The current Bitcoin bull market presents a perplexing scenario. Historically, the year following a halving event ignites parabolic price surges and periods of widespread euphoria. Yet, despite institutional demand reaching unprecedented levels, Bitcoin’s performance feels different this time around. Its price has resisted the explosive growth seen in previous cycles. This phenomenon, explored in the video above, has experts scrambling for explanations. What truly drives the price of Bitcoin, and why is this bull market behaving so unexpectedly?
The OG Whale Dumping Theory: Are Early Bitcoin Holders Selling Out?
One prominent theory circulating suggests that early Bitcoin holders, often referred to as “OG whales,” are finally cashing out. These are individuals who acquired Bitcoin in its nascent stages, before 2018, and have held onto their assets for over seven years. Their recent activity, as discussed in the accompanying video, raises questions about its potential impact on the broader crypto market.
Initial Speculation from On-Chain Data
Charles Edwards, co-founder of Capriole Investments, ignited this discussion on social media platforms. His analysis highlighted significant on-chain activity from these long-dormant wallets. He pointed to charts that visibly showed “super whales” moving substantial amounts of Bitcoin, with distinct lines indicating both $100 million and even $500 million transactions from these early holders throughout 2025. This visual representation suggested a broad cashing out trend by early Bitcoin adopters.
Chris Kuiper, Vice President of Research at Fidelity Digital Assets, echoed similar concerns. He observed what he termed a “slow bleed” rather than a sudden, panic-driven dump. This observation was based on the metric of “percent of coins active 1 year or more.” While this metric typically plunges dramatically during past bull markets as long-term holders sell into strength, this current cycle shows only a gentle, consistent decline.

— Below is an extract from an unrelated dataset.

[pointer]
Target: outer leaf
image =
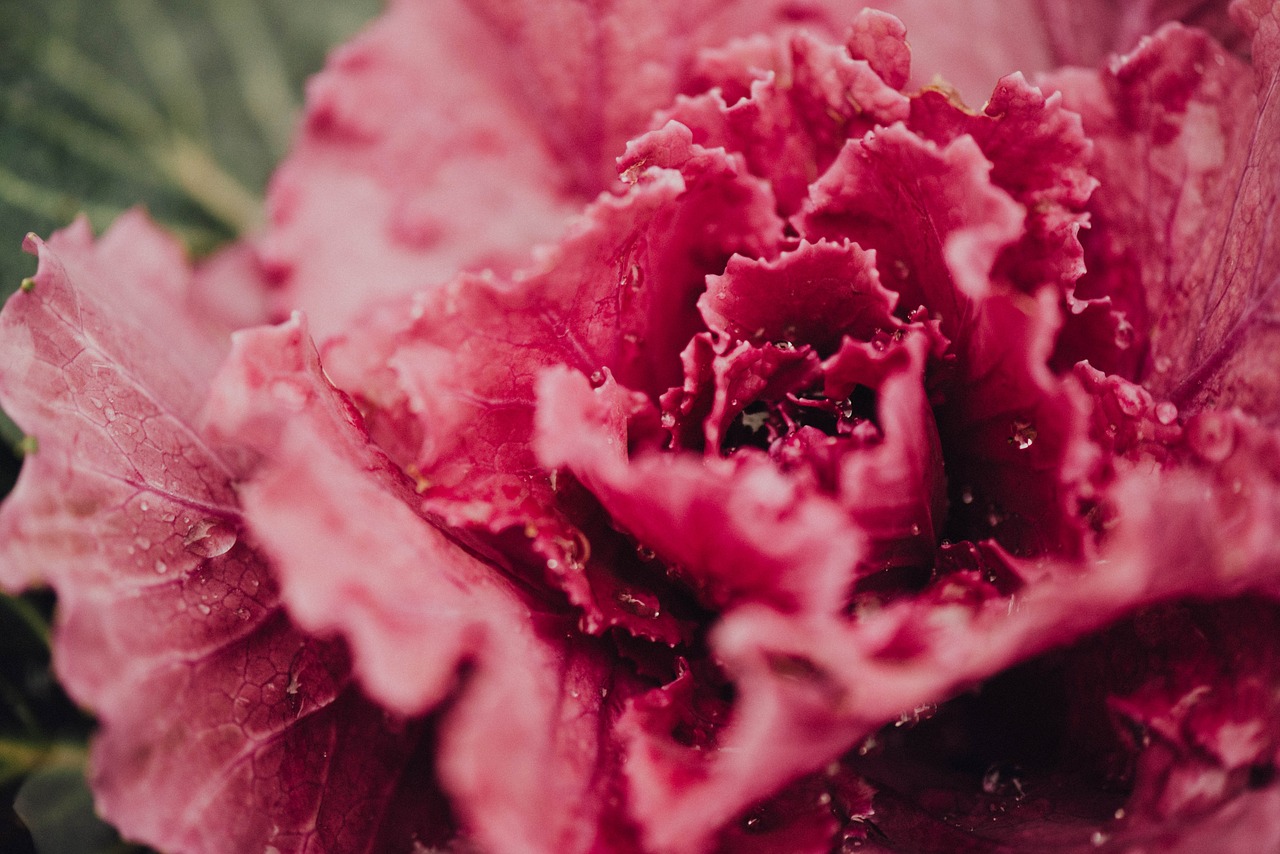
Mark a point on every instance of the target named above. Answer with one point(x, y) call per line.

This indicates a gradual distribution of Bitcoin by patient holders, rather than an abrupt market exit.
Why the Slow Distribution?
Kuiper suggested that the lack of an expected euphoric top, combined with ongoing global macroeconomic uncertainty and approaching year-end tax planning, is prompting these long-term holders to lock in their considerable gains. Many investors anticipated an explosive rally in October and November, but when that historically strong seasonal pattern didn’t hold up, the patience of some HODLers began to wane. They are now making strategic exits to secure profits and adjust their portfolios, calling it a day with the substantial gains they have already accumulated over years.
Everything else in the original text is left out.